Context Eats Models for Breakfast

AI models are already good enough — and everything else is the hard part

Mar 10, 2026

Apologies for the long hiatus. I have realized that my usual long-form posts take too long and cause too much friction to research, making them difficult to ship on a regular cadence. I will instead prioritize these “field-note” type posts more frequently. Thanks for your patience and encouragement.

Last month, I sat in on the final demo day of Turn.io’s Health AI Accelerator. Ten organizations — spanning from telehealth support in Pakistan, vision screening in South Africa, chronic disease management in Nigeria, to maternal health in Kenya — had spent months building AI-powered health services on WhatsApp. Different countries, different conditions, different languages. All trying to make AI useful for real patients in real world settings.

After all that work, they converged on the same conclusion: “Prompts, tone, discipline, product constraints, negative prompts >> model cleverness.”

Not a single team said they needed a better model. Every single team said they needed better everything else.

I keep hearing variations of this from every implementer I work with and talk to. And it’s made me realize something that I think the global health AI community needs to reckon with: the model debate is over. The bottleneck has shifted. But many of us haven’t noticed yet.

Thanks for reading Rubayat Khan for ∞ Endless Health! This post is public so feel free to share it.

The myths that won’t die

The AI-for-health conversation is still dominated by questions about model capabilities and externalities. Which model is most clinically accurate? Are they going to be equitable in low-resource contexts and languages? Shouldn’t we be worried about hallucinations and bias? What about energy and water use? These are reasonable questions, and for the most part, they’re no longer the right ones.

Because, firstly, the evidence is in. A comprehensive landscape review published in January 2026 by a Harvard-Stanford collaboration (the ARISE network) found that frontier LLMs now match or exceed physicians on structured diagnostic tasks across multiple studies. The review used the word “superhuman” to describe AI performance in several clinical domains.
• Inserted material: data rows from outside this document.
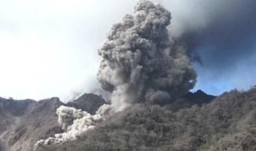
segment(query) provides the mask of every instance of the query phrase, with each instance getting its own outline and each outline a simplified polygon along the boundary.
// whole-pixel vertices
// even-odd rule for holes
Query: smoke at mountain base
[[[197,75],[185,48],[170,37],[166,27],[171,18],[160,4],[141,0],[133,15],[126,15],[122,22],[113,25],[98,50],[103,59],[97,78],[101,87],[112,92],[111,105],[102,106],[94,115],[61,106],[57,114],[66,132],[38,141],[36,148],[77,139],[129,104],[164,104],[192,89]]]

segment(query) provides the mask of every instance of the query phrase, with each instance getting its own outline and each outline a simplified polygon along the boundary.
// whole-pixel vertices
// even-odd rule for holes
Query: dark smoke
[[[165,104],[192,89],[197,73],[186,47],[168,34],[171,13],[160,4],[140,1],[133,15],[113,25],[98,50],[97,78],[112,93],[112,104]]]
[[[78,139],[132,103],[162,104],[192,89],[197,73],[186,48],[176,45],[169,36],[170,20],[171,13],[161,5],[142,0],[133,15],[113,25],[99,49],[103,59],[97,75],[102,88],[112,92],[111,105],[102,105],[94,115],[60,107],[58,121],[66,132],[38,141],[35,147]]]

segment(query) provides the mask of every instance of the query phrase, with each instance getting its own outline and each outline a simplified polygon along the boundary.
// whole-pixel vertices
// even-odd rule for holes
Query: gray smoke
[[[97,78],[112,93],[114,106],[165,104],[194,87],[197,75],[186,47],[168,34],[171,18],[161,5],[142,0],[133,15],[112,27],[98,50],[102,60]]]
[[[51,144],[77,139],[83,132],[94,129],[97,123],[104,120],[106,114],[110,114],[110,105],[104,104],[92,115],[81,109],[61,106],[57,108],[56,113],[58,117],[58,121],[65,132],[55,134],[55,137],[41,140],[35,145],[35,147],[43,147]]]
[[[142,0],[133,15],[113,25],[99,49],[103,59],[97,75],[102,88],[112,92],[111,105],[102,106],[94,115],[60,107],[58,122],[66,132],[38,141],[35,147],[75,140],[132,103],[165,104],[192,89],[197,73],[185,47],[176,45],[168,34],[170,20],[161,5]]]

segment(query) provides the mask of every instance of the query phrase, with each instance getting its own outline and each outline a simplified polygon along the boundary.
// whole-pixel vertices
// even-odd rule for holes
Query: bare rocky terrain
[[[61,133],[56,109],[62,105],[95,113],[106,103],[100,96],[85,94],[66,104],[58,97],[36,101],[0,98],[0,150],[32,150],[38,140]]]

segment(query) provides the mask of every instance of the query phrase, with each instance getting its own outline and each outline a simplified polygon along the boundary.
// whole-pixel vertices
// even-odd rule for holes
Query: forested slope
[[[38,150],[255,150],[256,89],[172,112],[137,104],[76,141]]]

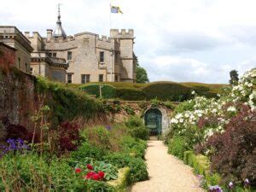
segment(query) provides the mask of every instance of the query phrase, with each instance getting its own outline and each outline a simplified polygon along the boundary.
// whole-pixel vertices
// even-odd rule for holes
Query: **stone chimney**
[[[52,29],[47,29],[47,41],[50,41],[52,38]]]
[[[29,32],[25,32],[24,35],[27,39],[29,38]]]

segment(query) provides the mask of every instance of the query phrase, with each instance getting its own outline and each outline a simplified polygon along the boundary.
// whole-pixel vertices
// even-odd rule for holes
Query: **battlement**
[[[134,31],[133,29],[129,29],[128,31],[125,29],[121,29],[120,31],[119,29],[111,29],[110,37],[118,38],[133,38]]]
[[[83,36],[87,36],[87,37],[93,36],[96,38],[97,41],[108,42],[108,43],[111,43],[113,38],[134,38],[133,29],[129,29],[129,30],[111,29],[110,37],[107,37],[105,35],[100,36],[96,33],[84,32],[74,34],[73,36],[70,35],[67,36],[67,38],[63,38],[63,37],[55,38],[52,36],[52,32],[53,30],[47,29],[47,37],[41,37],[38,32],[33,32],[32,35],[31,35],[29,32],[25,32],[24,35],[27,39],[38,38],[40,40],[44,40],[46,43],[71,42],[75,40],[76,38],[81,38]]]

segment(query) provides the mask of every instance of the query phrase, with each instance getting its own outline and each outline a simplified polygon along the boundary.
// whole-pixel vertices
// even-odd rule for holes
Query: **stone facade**
[[[15,67],[15,48],[0,42],[0,67],[3,68],[5,72],[8,72],[10,67]]]
[[[30,41],[15,26],[0,26],[0,42],[16,49],[15,66],[29,73],[33,50]]]
[[[133,30],[111,30],[110,38],[90,32],[55,38],[52,30],[47,30],[47,38],[38,43],[34,39],[37,35],[27,37],[36,51],[68,61],[67,83],[133,82],[136,79]]]
[[[38,32],[32,36],[26,32],[25,36],[32,43],[34,51],[31,54],[31,72],[36,76],[46,77],[53,81],[65,83],[68,64],[63,58],[51,57],[44,50],[44,42]]]

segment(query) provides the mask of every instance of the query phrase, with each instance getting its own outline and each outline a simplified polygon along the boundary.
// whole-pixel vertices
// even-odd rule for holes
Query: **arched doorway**
[[[144,116],[145,125],[150,135],[156,136],[162,133],[162,113],[158,108],[148,109]]]

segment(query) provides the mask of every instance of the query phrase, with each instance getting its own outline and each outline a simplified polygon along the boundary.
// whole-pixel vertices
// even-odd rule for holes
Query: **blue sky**
[[[133,28],[150,81],[228,83],[230,70],[256,67],[254,0],[0,1],[0,25],[42,36],[55,28],[58,3],[67,35]],[[111,25],[109,3],[124,12],[112,15]]]

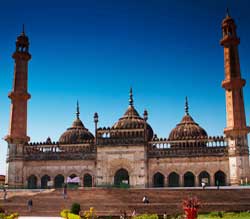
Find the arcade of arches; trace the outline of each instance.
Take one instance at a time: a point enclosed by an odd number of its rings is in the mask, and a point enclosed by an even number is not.
[[[77,177],[76,174],[71,174],[69,177],[74,178]],[[46,189],[49,187],[61,188],[65,183],[65,178],[62,174],[56,175],[54,178],[45,174],[40,178],[35,175],[30,175],[27,178],[27,187],[29,189],[42,188]],[[211,176],[207,171],[202,171],[198,175],[194,175],[191,171],[187,171],[184,175],[179,175],[176,172],[171,172],[168,176],[164,176],[161,172],[156,172],[152,177],[152,187],[194,187],[201,186],[201,183],[206,183],[206,186],[210,185],[226,185],[226,174],[223,171],[217,171],[213,175],[213,182],[211,182]],[[49,182],[53,182],[53,184],[49,184]],[[80,183],[81,184],[81,183]],[[129,172],[126,169],[119,169],[116,171],[114,175],[114,185],[120,186],[121,184],[129,185]],[[89,173],[83,175],[82,178],[82,186],[84,187],[92,187],[93,184],[93,176]]]
[[[187,171],[183,176],[176,172],[171,172],[167,177],[160,172],[156,172],[152,177],[152,187],[194,187],[201,186],[202,182],[204,182],[206,186],[225,186],[227,182],[226,174],[219,170],[213,175],[213,180],[214,181],[211,182],[211,176],[207,171],[202,171],[198,175]]]
[[[71,174],[70,178],[77,177],[76,174]],[[36,189],[36,188],[62,188],[63,184],[66,182],[66,178],[62,174],[57,174],[55,177],[50,177],[49,175],[45,174],[40,179],[36,175],[30,175],[27,178],[27,188],[29,189]],[[78,184],[78,183],[77,183]],[[92,187],[93,186],[93,177],[91,174],[86,173],[83,175],[82,183],[80,185],[84,187]]]

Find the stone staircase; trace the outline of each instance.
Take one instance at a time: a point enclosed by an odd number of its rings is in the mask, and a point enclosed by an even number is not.
[[[149,204],[143,204],[146,195]],[[196,196],[202,204],[201,212],[209,211],[246,211],[250,210],[250,189],[77,189],[68,190],[63,199],[62,190],[42,191],[28,195],[13,195],[7,202],[0,201],[8,212],[18,212],[22,216],[59,216],[60,211],[70,208],[72,203],[81,204],[82,210],[95,208],[97,215],[118,216],[120,211],[130,215],[137,213],[168,214],[182,212],[182,200]],[[27,201],[32,198],[32,212],[27,210]]]

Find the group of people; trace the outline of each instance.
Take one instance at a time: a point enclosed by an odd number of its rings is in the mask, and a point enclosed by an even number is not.
[[[143,196],[143,198],[142,198],[142,203],[143,204],[148,204],[149,203],[149,199],[148,199],[148,197],[145,195],[145,196]],[[137,215],[137,212],[136,212],[136,209],[134,208],[133,209],[133,211],[132,211],[132,214],[131,214],[131,217],[135,217]],[[128,217],[127,217],[127,213],[126,213],[126,211],[120,211],[120,219],[127,219]],[[164,218],[164,219],[166,219],[166,218]]]
[[[7,189],[4,187],[3,188],[3,200],[5,202],[7,201],[7,197],[8,197],[8,192],[7,192]],[[32,210],[32,206],[33,206],[33,201],[32,201],[32,199],[29,199],[27,202],[27,207],[28,207],[29,212]]]

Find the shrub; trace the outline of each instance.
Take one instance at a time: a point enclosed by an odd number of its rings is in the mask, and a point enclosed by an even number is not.
[[[84,212],[84,218],[85,219],[95,219],[97,218],[96,214],[95,214],[95,211],[94,211],[94,208],[90,208],[89,211],[85,211]]]
[[[69,210],[68,209],[64,209],[60,213],[60,215],[61,215],[62,218],[68,218],[68,214],[69,214]]]
[[[158,219],[157,214],[141,214],[133,217],[134,219]]]
[[[79,215],[79,212],[81,211],[81,206],[79,203],[73,203],[71,206],[70,213]]]

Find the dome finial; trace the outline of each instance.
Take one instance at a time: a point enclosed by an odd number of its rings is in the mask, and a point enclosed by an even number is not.
[[[187,96],[186,96],[186,101],[185,101],[185,113],[186,113],[186,115],[189,115],[188,109],[189,109],[189,107],[188,107],[188,99],[187,99]]]
[[[25,27],[24,27],[24,24],[23,24],[22,35],[25,35]]]
[[[129,105],[130,105],[130,106],[133,106],[133,105],[134,105],[132,87],[130,88],[130,91],[129,91]]]
[[[76,118],[79,119],[79,115],[80,115],[80,110],[79,110],[79,102],[77,100],[76,102]]]

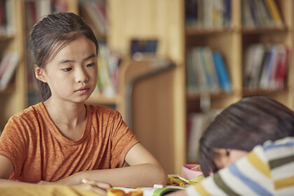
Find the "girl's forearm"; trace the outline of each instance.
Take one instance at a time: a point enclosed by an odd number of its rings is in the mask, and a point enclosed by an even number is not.
[[[97,181],[120,187],[152,187],[154,184],[165,185],[167,174],[161,165],[141,164],[130,167],[80,172],[57,183],[76,185],[83,179]]]

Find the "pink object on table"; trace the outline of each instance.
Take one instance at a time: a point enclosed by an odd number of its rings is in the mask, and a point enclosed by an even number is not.
[[[202,174],[202,172],[192,170],[191,169],[195,167],[200,166],[197,164],[185,164],[182,165],[182,169],[181,172],[181,177],[184,178],[188,181],[190,181],[200,174]]]

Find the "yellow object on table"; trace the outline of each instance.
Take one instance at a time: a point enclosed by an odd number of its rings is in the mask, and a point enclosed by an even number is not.
[[[181,181],[180,179],[174,178],[173,176],[171,176],[169,175],[167,177],[167,184],[170,184],[170,185],[176,184],[182,187],[185,186],[185,182]]]

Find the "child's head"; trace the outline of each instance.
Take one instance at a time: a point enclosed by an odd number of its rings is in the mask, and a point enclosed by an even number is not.
[[[218,170],[219,149],[251,150],[267,140],[294,136],[294,112],[266,97],[241,99],[223,111],[200,139],[200,160],[204,175]]]
[[[35,24],[29,34],[31,64],[44,69],[67,44],[84,36],[93,41],[98,56],[98,43],[91,28],[80,16],[72,13],[49,14]],[[36,80],[42,101],[51,96],[46,83]]]

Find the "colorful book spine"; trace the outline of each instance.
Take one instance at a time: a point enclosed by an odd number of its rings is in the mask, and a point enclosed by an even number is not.
[[[212,56],[220,87],[224,92],[227,93],[231,92],[231,80],[222,56],[218,51],[214,51],[212,52]]]

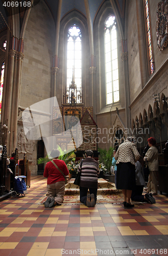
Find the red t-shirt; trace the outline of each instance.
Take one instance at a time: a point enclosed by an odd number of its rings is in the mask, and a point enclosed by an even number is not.
[[[68,175],[68,169],[64,161],[54,159],[53,161],[64,174],[65,176]],[[44,177],[47,178],[47,184],[55,183],[58,181],[65,181],[63,175],[56,168],[51,161],[48,162],[46,165],[43,175]]]

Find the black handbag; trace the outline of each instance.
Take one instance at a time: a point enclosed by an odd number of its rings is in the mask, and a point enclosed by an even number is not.
[[[79,184],[80,184],[81,169],[81,166],[82,165],[83,161],[83,159],[81,159],[81,161],[80,162],[80,168],[79,168],[79,170],[76,175],[76,177],[75,178],[74,182],[73,182],[73,184],[74,184],[75,185],[79,185]]]

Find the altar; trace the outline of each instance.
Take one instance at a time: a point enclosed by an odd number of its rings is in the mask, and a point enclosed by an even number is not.
[[[93,116],[93,106],[85,106],[81,88],[76,87],[73,77],[63,92],[61,106],[53,107],[52,136],[62,151],[75,152],[76,161],[88,150],[98,159],[97,127]]]

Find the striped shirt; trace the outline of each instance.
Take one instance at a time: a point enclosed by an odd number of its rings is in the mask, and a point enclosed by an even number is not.
[[[99,175],[99,163],[92,157],[83,160],[81,170],[80,186],[96,188]]]

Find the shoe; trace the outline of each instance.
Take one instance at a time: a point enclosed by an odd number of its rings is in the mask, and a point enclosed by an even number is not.
[[[155,204],[156,203],[156,201],[154,198],[153,197],[152,194],[146,194],[145,195],[145,197],[147,199],[148,201],[149,201],[151,204]]]
[[[125,204],[125,207],[134,207],[134,205],[131,204],[129,204],[128,203],[126,203]]]
[[[50,203],[49,204],[48,207],[51,208],[55,205],[55,201],[53,197],[51,198]]]
[[[87,206],[88,206],[88,207],[91,207],[91,194],[89,194],[87,196]]]
[[[44,206],[45,207],[45,208],[48,207],[49,203],[50,202],[50,200],[51,200],[51,198],[48,197],[47,199],[44,203]]]
[[[126,207],[126,204],[127,203],[126,202],[123,202],[123,204],[124,204],[124,206],[125,207]]]
[[[95,196],[94,194],[91,194],[91,207],[93,207],[95,205]]]

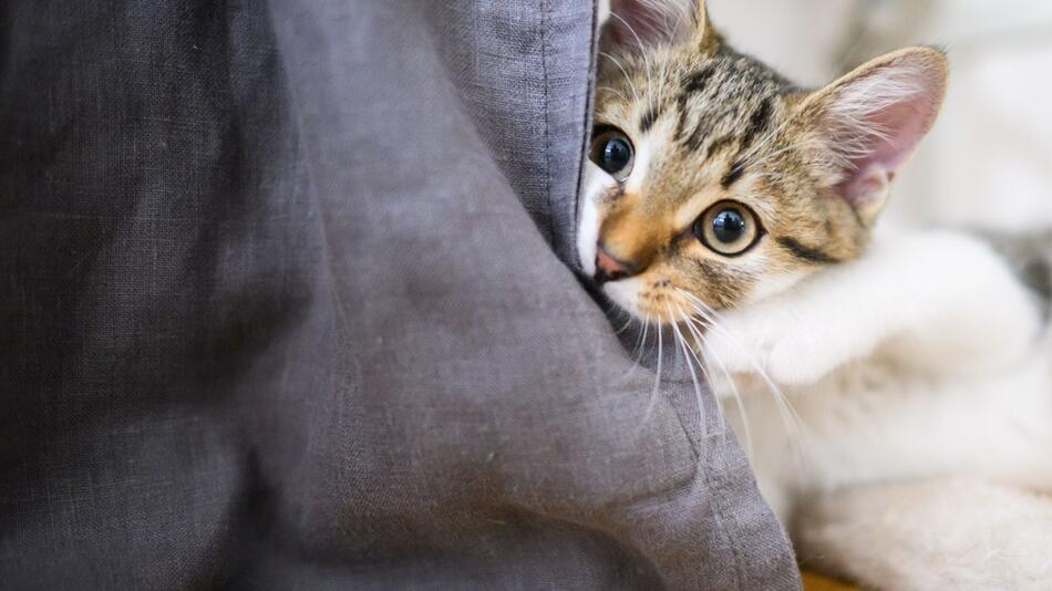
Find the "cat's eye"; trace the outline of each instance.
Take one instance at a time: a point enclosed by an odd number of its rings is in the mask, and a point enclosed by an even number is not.
[[[591,139],[591,162],[596,163],[618,182],[632,174],[636,151],[625,132],[610,125],[600,125]]]
[[[726,257],[745,252],[761,235],[755,214],[736,201],[720,201],[694,221],[694,236],[711,250]]]

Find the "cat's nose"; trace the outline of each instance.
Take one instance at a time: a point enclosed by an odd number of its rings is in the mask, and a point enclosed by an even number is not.
[[[635,265],[625,262],[607,252],[602,245],[596,248],[596,282],[618,281],[638,272]]]

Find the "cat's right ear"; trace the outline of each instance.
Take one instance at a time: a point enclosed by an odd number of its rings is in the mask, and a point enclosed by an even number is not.
[[[599,49],[639,53],[658,44],[695,41],[708,51],[718,40],[705,0],[610,0],[610,18],[599,37]]]
[[[828,154],[828,180],[873,224],[898,166],[928,133],[946,94],[947,62],[931,48],[877,58],[807,96],[803,121]]]

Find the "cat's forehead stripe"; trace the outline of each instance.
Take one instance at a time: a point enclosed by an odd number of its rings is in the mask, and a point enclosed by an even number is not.
[[[661,105],[656,104],[643,112],[643,116],[639,118],[639,131],[647,133],[653,127],[653,123],[658,121],[658,117],[661,116]]]

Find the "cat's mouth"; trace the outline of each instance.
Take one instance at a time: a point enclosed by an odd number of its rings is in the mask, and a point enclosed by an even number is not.
[[[695,298],[668,280],[629,278],[609,281],[604,283],[602,291],[618,308],[650,324],[681,324],[697,317],[699,307],[691,301]]]

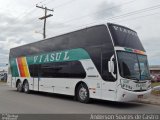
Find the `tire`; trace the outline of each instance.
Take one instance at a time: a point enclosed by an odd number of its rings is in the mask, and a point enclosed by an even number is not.
[[[17,91],[18,92],[22,92],[23,91],[22,83],[20,81],[18,82],[18,85],[17,85]]]
[[[25,81],[24,84],[23,84],[23,91],[25,93],[29,93],[30,92],[30,90],[29,90],[29,84],[28,84],[27,81]]]
[[[77,88],[77,100],[81,103],[89,103],[89,90],[86,84],[82,83]]]

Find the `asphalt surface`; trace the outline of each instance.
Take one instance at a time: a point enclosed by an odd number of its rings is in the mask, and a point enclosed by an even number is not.
[[[0,113],[24,114],[93,114],[93,113],[158,113],[160,106],[142,103],[118,103],[94,100],[83,104],[73,97],[32,92],[19,93],[14,88],[0,85]]]

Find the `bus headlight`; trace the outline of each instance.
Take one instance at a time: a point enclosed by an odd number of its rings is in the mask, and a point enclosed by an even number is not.
[[[121,87],[123,89],[126,89],[126,90],[132,90],[133,89],[133,87],[129,84],[129,80],[126,80],[126,79],[121,80]]]

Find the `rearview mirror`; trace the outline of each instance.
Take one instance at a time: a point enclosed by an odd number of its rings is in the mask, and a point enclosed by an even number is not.
[[[112,74],[114,78],[116,78],[116,74],[114,74],[114,71],[115,71],[114,68],[115,68],[115,64],[114,64],[114,55],[113,55],[110,61],[108,61],[108,71]]]

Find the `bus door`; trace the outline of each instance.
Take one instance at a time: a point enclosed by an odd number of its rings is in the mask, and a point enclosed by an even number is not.
[[[33,66],[33,90],[39,91],[39,81],[40,81],[40,65]]]
[[[102,55],[102,99],[115,100],[117,85],[117,65],[113,52]]]

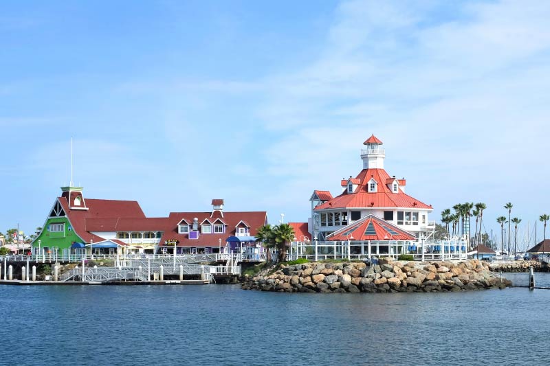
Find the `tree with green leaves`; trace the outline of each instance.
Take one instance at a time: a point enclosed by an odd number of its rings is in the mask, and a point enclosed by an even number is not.
[[[287,259],[287,249],[288,245],[296,237],[294,229],[289,224],[280,224],[274,227],[275,247],[278,251],[279,262],[285,262]]]
[[[504,224],[506,223],[506,216],[498,216],[496,222],[500,224],[500,254],[504,253]]]
[[[504,208],[508,210],[508,253],[510,252],[510,225],[512,225],[510,220],[512,219],[512,208],[513,207],[514,205],[512,204],[512,202],[509,202],[504,205]]]
[[[487,208],[487,205],[483,203],[483,202],[480,202],[479,203],[476,203],[476,209],[479,210],[479,232],[481,232],[481,228],[483,227],[483,210]],[[480,236],[480,239],[481,239],[481,242],[478,244],[483,244],[483,236]]]
[[[270,224],[263,225],[258,229],[258,233],[256,234],[255,238],[257,242],[261,242],[263,247],[267,249],[267,262],[271,262],[270,249],[274,247],[275,243],[273,227]]]
[[[512,222],[514,222],[514,227],[515,229],[514,233],[514,255],[516,256],[518,249],[518,225],[521,222],[521,219],[515,217],[512,219]]]

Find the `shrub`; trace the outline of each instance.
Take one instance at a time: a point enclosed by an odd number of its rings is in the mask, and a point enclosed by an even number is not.
[[[287,264],[289,266],[292,266],[294,264],[302,264],[303,263],[309,263],[309,261],[306,258],[298,258],[296,260],[291,260],[290,262],[287,262]]]
[[[415,257],[412,254],[399,254],[397,257],[397,260],[415,260]]]

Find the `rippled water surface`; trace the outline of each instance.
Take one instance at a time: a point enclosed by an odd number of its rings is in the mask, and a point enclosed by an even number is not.
[[[525,275],[505,275],[527,284]],[[550,286],[549,274],[537,279]],[[3,365],[550,362],[550,290],[285,294],[228,285],[0,286],[0,299]]]

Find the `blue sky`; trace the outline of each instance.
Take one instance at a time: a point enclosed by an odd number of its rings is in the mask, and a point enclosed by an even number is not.
[[[432,204],[550,213],[547,1],[3,1],[0,230],[70,179],[149,216],[304,221],[362,143]],[[498,232],[498,230],[496,230]],[[540,232],[540,231],[539,231]]]

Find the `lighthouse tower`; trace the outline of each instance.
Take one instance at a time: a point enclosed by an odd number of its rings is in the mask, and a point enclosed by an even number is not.
[[[361,149],[363,169],[384,169],[386,149],[380,147],[382,144],[382,141],[376,138],[374,134],[363,143],[366,146],[366,149]]]

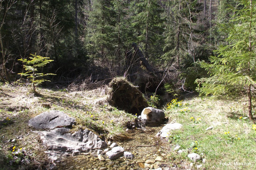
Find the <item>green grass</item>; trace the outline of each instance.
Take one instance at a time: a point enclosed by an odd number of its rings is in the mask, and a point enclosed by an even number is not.
[[[253,122],[246,117],[244,103],[213,97],[195,97],[181,102],[179,107],[172,107],[175,103],[166,108],[170,120],[183,126],[173,130],[169,138],[174,147],[178,144],[185,151],[180,154],[172,153],[171,160],[191,162],[187,154],[195,152],[206,159],[203,164],[206,169],[256,169],[256,132],[252,129]],[[206,130],[212,126],[212,129]],[[234,162],[251,165],[236,166]],[[226,162],[227,165],[221,162]],[[229,162],[231,164],[227,165]],[[202,164],[201,161],[195,164]]]

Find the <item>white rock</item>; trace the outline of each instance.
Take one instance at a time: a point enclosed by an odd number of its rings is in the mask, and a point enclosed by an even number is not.
[[[155,169],[154,170],[163,170],[163,169],[160,167],[159,167],[157,169]]]
[[[180,123],[168,123],[164,126],[156,136],[163,138],[166,138],[169,136],[170,131],[180,129],[182,126],[183,125]]]
[[[188,155],[188,157],[194,162],[196,162],[201,159],[199,155],[195,153],[192,153]]]
[[[98,158],[99,160],[101,161],[103,161],[105,160],[105,159],[104,158],[104,157],[101,154],[98,155]]]
[[[175,147],[174,148],[174,149],[173,149],[174,150],[177,150],[178,149],[180,149],[180,146],[178,144],[177,144]]]
[[[99,150],[98,150],[97,151],[97,155],[99,155],[100,154],[102,153],[102,150],[101,149],[99,149]]]
[[[144,167],[145,168],[150,168],[150,165],[148,164],[147,164],[146,163],[144,163]]]
[[[132,159],[133,158],[133,155],[131,152],[124,152],[124,156],[125,158]]]
[[[109,147],[111,148],[113,148],[113,147],[114,147],[116,146],[117,146],[115,142],[113,142],[113,143],[112,143],[112,144],[111,144],[111,145],[110,145],[109,146]]]
[[[213,128],[213,126],[210,126],[209,127],[207,128],[206,130],[210,130],[211,129],[212,129]]]
[[[110,160],[113,160],[123,155],[124,151],[125,150],[122,147],[117,146],[113,147],[111,150],[107,152],[106,155]]]
[[[156,161],[159,161],[160,162],[163,161],[163,159],[162,157],[159,156],[157,156],[155,160]]]
[[[185,150],[184,150],[180,149],[178,151],[178,153],[182,153],[184,151],[185,151]]]
[[[148,107],[144,108],[141,112],[141,120],[149,126],[161,125],[164,119],[164,112],[160,109]]]

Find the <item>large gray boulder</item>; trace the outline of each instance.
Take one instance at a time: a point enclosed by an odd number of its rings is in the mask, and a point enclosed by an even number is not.
[[[156,136],[161,138],[167,138],[169,136],[169,133],[171,130],[180,129],[182,126],[183,125],[180,123],[168,123],[163,127]]]
[[[123,155],[124,149],[120,146],[114,147],[109,151],[107,152],[106,155],[110,160],[113,160]]]
[[[151,107],[144,108],[141,112],[141,120],[148,126],[161,125],[165,119],[164,112],[161,110]]]
[[[34,132],[41,135],[43,143],[50,150],[77,153],[107,146],[105,142],[88,129],[80,130],[73,133],[69,131],[69,129],[62,128],[49,132]]]
[[[36,129],[52,129],[56,127],[71,127],[76,119],[58,110],[44,112],[29,121],[29,125]]]

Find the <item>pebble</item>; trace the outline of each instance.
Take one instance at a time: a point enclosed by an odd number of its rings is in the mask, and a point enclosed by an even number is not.
[[[175,147],[174,148],[174,149],[173,149],[173,150],[177,150],[178,149],[180,149],[180,146],[178,144],[177,144],[177,145],[176,145]]]
[[[104,158],[104,157],[101,154],[98,155],[98,158],[100,161],[104,161],[105,160],[105,159]]]

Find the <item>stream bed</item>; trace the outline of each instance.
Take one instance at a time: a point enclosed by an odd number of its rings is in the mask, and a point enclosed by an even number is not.
[[[132,139],[121,142],[116,142],[125,151],[132,153],[133,159],[124,156],[111,160],[105,154],[103,160],[100,160],[96,152],[82,153],[76,156],[61,158],[56,164],[58,170],[149,170],[161,167],[163,170],[169,170],[172,167],[168,162],[168,153],[171,150],[169,144],[155,137],[162,128],[146,127],[143,130],[137,129],[129,130]]]

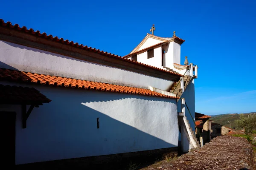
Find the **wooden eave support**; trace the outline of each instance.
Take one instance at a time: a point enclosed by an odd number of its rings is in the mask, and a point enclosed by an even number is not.
[[[22,126],[23,128],[26,128],[26,121],[33,110],[34,107],[38,107],[38,105],[31,105],[29,108],[26,111],[26,105],[22,105]]]

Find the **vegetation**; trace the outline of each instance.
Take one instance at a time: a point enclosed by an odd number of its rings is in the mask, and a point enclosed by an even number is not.
[[[245,138],[247,139],[248,142],[250,143],[252,143],[253,141],[253,137],[249,135],[244,135],[243,134],[236,134],[234,135],[232,135],[233,136],[235,137],[241,137],[241,138]]]
[[[252,133],[253,129],[256,128],[256,114],[250,114],[244,116],[240,115],[240,119],[236,120],[239,128],[244,129],[245,134]]]
[[[234,113],[214,115],[211,116],[212,118],[210,119],[210,120],[212,120],[213,123],[218,123],[228,128],[229,128],[230,127],[230,123],[227,121],[230,121],[231,128],[232,128],[235,127],[236,129],[241,130],[241,128],[239,128],[238,124],[237,124],[237,122],[236,122],[236,120],[239,119],[240,115],[243,114],[244,116],[247,116],[249,115],[255,113],[256,113],[256,112],[244,114]]]
[[[136,170],[137,169],[140,165],[140,164],[130,162],[129,164],[129,170]]]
OpenEvidence hit 100% on the USMLE! Google’s AMIE matched primary care physicians on multi-visit disease management scenarios.

Secondly, hallucinations have dropped precipitously with the latest models (0.7-1.5% for GPT-5 according to one source), and is further mitigated with extended thinking modes and the right “harnesses” or context engineering (like RAG, “Skills”, long-term memory, iterative feedback loops, etc. — in a future post, I'll dig into what these "context harnesses" actually look like in practice, how this might be applied to various global health use cases and contexts, and what my own experience building AI workflows has taught me about where the real leverage is).

Thirdly, the cost and environmental footprint per unit of AI intelligence is falling dramatically with every generation. (33x reduction in energy use in one year | each gemini prompt is one-one-millionth of your daily water use)

tl;dr: The models are good enough, and the externalities are within acceptable limits. What isn’t good enough yet is everything we wrap around them. As the ARISE study itself summarized, prospective studies remain scarce and workflow integration is the binding constraint.

Three stories

Voice transcription based reasoning in the Philippines

A well-known tech entrepreneur I spoke with in 2024 worked with Harvard researchers to deploy an AI system for community health workers in the rural Philippines. The setup was simple and elegant: health workers recorded patient encounters as WhatsApp voice memos. Whisper transcribed the audio — nearly flawlessly even at that time, and despite background noise and colloquial Tagalog. GPT-4 analyzed the transcription and flagged clinical errors. The entire codebase was about 3,500 lines. The cost? Data transfer was more expensive than the AI processing itself!

The system was designed to catch the 25% most egregious clinical errors. It did not try to be comprehensive. It was passive, non-threatening, and focused on the worst mistakes. They learned through trial and error that processing directly on the local language worked better than translating to English first. None of these were model decisions. They were design choices — about where AI enters the workflow, what it’s designed to flag, and how it communicates to health workers who didn’t ask to be monitored.

Pro-forma templates to guide clinical history taking (West Bengal)

Our grantees, Heal India and the Liver Foundation, are currently deploying an AI clinical decision support tool with nurses in rural West Bengal. After extensive user-centered design, they landed on a workflow that addressed an inherent limitation in large language models; that they do not gather patient history comprehensively before providing the diagnostic analysis. To address this, their nurses generate a patient history template using a top AI model, then record the patient interview as they follow the checklist comprehensively, then send the recording with detailed patient history to a carefully prompted Gemini “gem”. Within 60 seconds — even from local Bengali dialects, even in noisy clinical settings — they get back a structured case summary, syndrome-based differentials, and a sophisticated treatment plan.

The model was table stakes. What took months was the workflow design. Figuring out that the entry point should be a structured pro-forma. That recording works better than typing. That 60 seconds is an acceptable latency threshold. That nurses, not ASHA workers, are the right users because they have the minimum medical literacy to act on the output. Most remarkably, the nurses have now started using the AI to create their own training materials — snakebite treatment protocols, for example — without being asked. The tool became a platform for local knowledge creation, not just a diagnostic aid.

Jacaranda’s use of contextual data for fine-tuning (Kenya)

Jacaranda Health built Uliza Mama, a maternal health chatbot that serves Kenyan mothers in Swahili, English, and code-mixed language. They built a 3,000-question benchmark from 300,000 real user interactions. And yes, their custom fine-tuned models outperformed general LLMs.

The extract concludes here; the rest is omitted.